Gemeinschaft und sinnvolle Betätigung sind so wichtig, v.a. in dieser angespannten Wartesituation.

Unser – dank des Kurzeinsatzes eines Ehepaars aus Deutschland – zur Zeit besonders schön gepflegter Garten mit unmittelbarem Zugang zu Bunker und Schutzräumen bietet Möglichkeit zu solchen Treffen. Spontan kamen am Freitagnachmittag einige Familien bei uns zusammen, um ein Banner zum Gruß für die Shavei Zioner Soldaten zu gestalten, untermalt von Livemusik unserer Nachbarn. Für Mittwoch fragten die Senioren des Ortes unseren Garten an. Auch unsere Nachbarin wurde bereits von zwei Kamerateams auf unserem Gelände zu ihrem getöteten Mann interviewt.

Neben den alltäglichen Aufgaben haben wir jetzt auch begonnen, das zugewachsene Gelände zwischen unserer Grundstücksgrenze und dem Strand zu lichten, damit etwaige Terroristen dort keinen Sichtschutz haben.

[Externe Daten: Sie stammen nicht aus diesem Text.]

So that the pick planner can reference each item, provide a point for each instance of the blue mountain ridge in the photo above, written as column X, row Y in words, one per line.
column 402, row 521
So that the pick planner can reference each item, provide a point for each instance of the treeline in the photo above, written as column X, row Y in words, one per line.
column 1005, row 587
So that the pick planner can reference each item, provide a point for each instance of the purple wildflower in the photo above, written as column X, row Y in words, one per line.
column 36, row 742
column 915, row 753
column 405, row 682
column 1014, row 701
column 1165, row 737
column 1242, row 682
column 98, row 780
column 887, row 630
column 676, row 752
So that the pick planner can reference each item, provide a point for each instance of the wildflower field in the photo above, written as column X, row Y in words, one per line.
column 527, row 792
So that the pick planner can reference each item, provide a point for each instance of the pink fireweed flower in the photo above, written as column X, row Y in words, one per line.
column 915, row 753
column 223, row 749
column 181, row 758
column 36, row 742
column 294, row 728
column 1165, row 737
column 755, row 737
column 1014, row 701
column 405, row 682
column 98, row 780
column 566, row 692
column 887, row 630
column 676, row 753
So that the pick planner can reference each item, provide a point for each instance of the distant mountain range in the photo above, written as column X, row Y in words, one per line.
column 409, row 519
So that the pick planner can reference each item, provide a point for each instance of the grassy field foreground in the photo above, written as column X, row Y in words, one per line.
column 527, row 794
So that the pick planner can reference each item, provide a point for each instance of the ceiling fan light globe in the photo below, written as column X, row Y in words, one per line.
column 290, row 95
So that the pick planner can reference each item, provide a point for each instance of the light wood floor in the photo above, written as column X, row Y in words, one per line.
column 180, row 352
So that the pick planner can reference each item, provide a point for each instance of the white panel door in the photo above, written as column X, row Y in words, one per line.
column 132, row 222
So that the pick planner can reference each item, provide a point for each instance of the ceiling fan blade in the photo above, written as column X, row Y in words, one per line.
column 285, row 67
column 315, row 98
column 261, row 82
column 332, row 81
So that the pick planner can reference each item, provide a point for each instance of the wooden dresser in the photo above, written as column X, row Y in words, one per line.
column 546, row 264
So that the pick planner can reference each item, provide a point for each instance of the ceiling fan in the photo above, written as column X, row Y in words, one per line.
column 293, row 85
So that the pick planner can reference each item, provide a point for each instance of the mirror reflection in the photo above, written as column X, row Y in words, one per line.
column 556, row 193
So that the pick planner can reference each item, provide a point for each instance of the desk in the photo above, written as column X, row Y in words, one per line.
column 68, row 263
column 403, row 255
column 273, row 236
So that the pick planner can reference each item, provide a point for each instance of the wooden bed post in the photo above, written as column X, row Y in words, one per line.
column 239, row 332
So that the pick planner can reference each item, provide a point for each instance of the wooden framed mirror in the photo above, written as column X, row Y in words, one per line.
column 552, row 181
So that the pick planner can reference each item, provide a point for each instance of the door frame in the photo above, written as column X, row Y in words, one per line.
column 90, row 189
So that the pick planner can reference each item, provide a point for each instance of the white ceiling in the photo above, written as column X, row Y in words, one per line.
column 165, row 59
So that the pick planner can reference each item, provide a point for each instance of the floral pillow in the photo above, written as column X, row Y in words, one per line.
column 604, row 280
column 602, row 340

Dass trotz einer (noch) sicheren Umgebung und aller fröhlichen Momente keine Normalität herrscht, bringen nicht zuletzt auch Kinder zum Ausdruck, die der Anspannung in besonderer Hilflosigkeit ausgesetzt sind: Eine 12-jährige Nachbarin nässt nachts ein, ein 8-jähriges Mädchen fragte mich ganz unvermittelt neben Gesprächen über Igel und die Zahnfee schon mehrmals, ob ich bei Alarm in den Bunker oder den Schutzraum renne und ob der Kondensstreifen eines Flugzeugs nicht vielleicht doch eine Rakete sei. Und: »Wissen die Kinder in Deutschland, dass hier Krieg ist?«

Eine andere 8-Jährige aus einem Kibbuz am Gazastreifen hatte sich während des Terroristenangriffs zusammen mit ihrem Bruder in einer Kiste mit Bettwäsche versteckt. Die Familie ist jetzt in einem »sicheren« Hotel untergebracht, aber das Mädchen kann nur unter dem Bett einschlafen …

Frauen mit kleinen Kindern sind hin- und hergerissen. Soll ich meinen Kindern zuliebe das Land mit ihnen verlassen? Oder ist es besser, wir bleiben als Familie zusammen? Gibt es hier im Land sichere Zonen? Ist es in einer Zeltstadt in Eilat tatsächlich besser? Ist die nationale Gemeinschaft unterstützender als ein sicheres Land, in dem man meine Situation, Gedanken und Gefühle nicht wirklich nachvollziehen kann?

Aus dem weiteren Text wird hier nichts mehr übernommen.